Crypto Drainers Go Mainstream: Sold Openly as SaaS Malware at IT Fairs

Crypto Drainers Go Mainstream with Drainer-as-a-Service

No longer specialist malware requiring technical expertise, crypto drainers have evolved into slick, user-friendly SaaS platforms being actively marketed—even at IT conferences.

Drainer-as-a-Service Lowers the Barrier to Entry

AMLBot’s April 22 report reveals a game-changer in the crypto threat landscape: drainers now operate on a drainer-as-a-service (DaaS) model. These malware kits are being leased for $100–$300 USDT, enabling nearly anyone to get into crypto theft.

“Scamming no longer requires coding knowledge,” AMLBot CEO Slava Demchuk stated. There are now tutorials and mentoring online in communities, making it relatively easy to pivot from traditional phishing to crypto.

Bold Criminal Operations Appear at Tech Conferences

A few DaaS operators no longer hide. CryptoGrab is one of the entities that have stands at information technology exhibitions. Demchuk explains this brazenness due to lax cybercrime prosecution in areas like Russia.

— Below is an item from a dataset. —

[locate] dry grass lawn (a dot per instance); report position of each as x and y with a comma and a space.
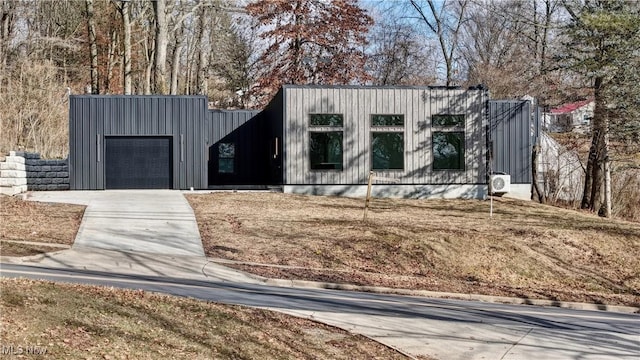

“Hacking is practically legal if it doesn’t target local citizens,” he said. Russian law enforcement is inclined to leave alone such players as long as they don’t target the post-Soviet area.

A Safe Harbor in Russia for Cybercriminal Innovation

KrebsOnSecurity and Cisco have already reported on how malware like ransomware and info stealers avoid targeting Russian-based systems. Geolocation checks and Cyrillic keyboard detection are standard practices to stay under Russian law enforcement’s radar.

This permissiveness has allowed DaaS to flourish, with operations promoting themselves quite openly in Russian-language developer communities.

Telegram and the Deep Web Facilitate Growth

The majority of DaaS activity occurs within Telegram groups, clearnet forums, and deep web space. Telegram’s once hands-off policy made it a popular platform—though recent policy changes have pushed some players back towards Tor-based forums.

Advertisements for drainer developers regularly appear in open Telegram chats, according to AMLBot’s OSINT researcher. Although the advertisements are removed quickly by administrators, those who are interested are already engaged.

Drainer Threat Growing Year on Year

Scam Sniffer estimates that drainers have stolen $494 million in 2024—a 67% growth compared to 2023. Meanwhile, Kaspersky documented a growth of online drainer infrastructure from 55 in 2022 to 129 in 2024.

As the DaaS model matures, analysts warn that growing numbers of non-technical actors will adopt the crypto crime space, expanding the risk to investors and platforms alike.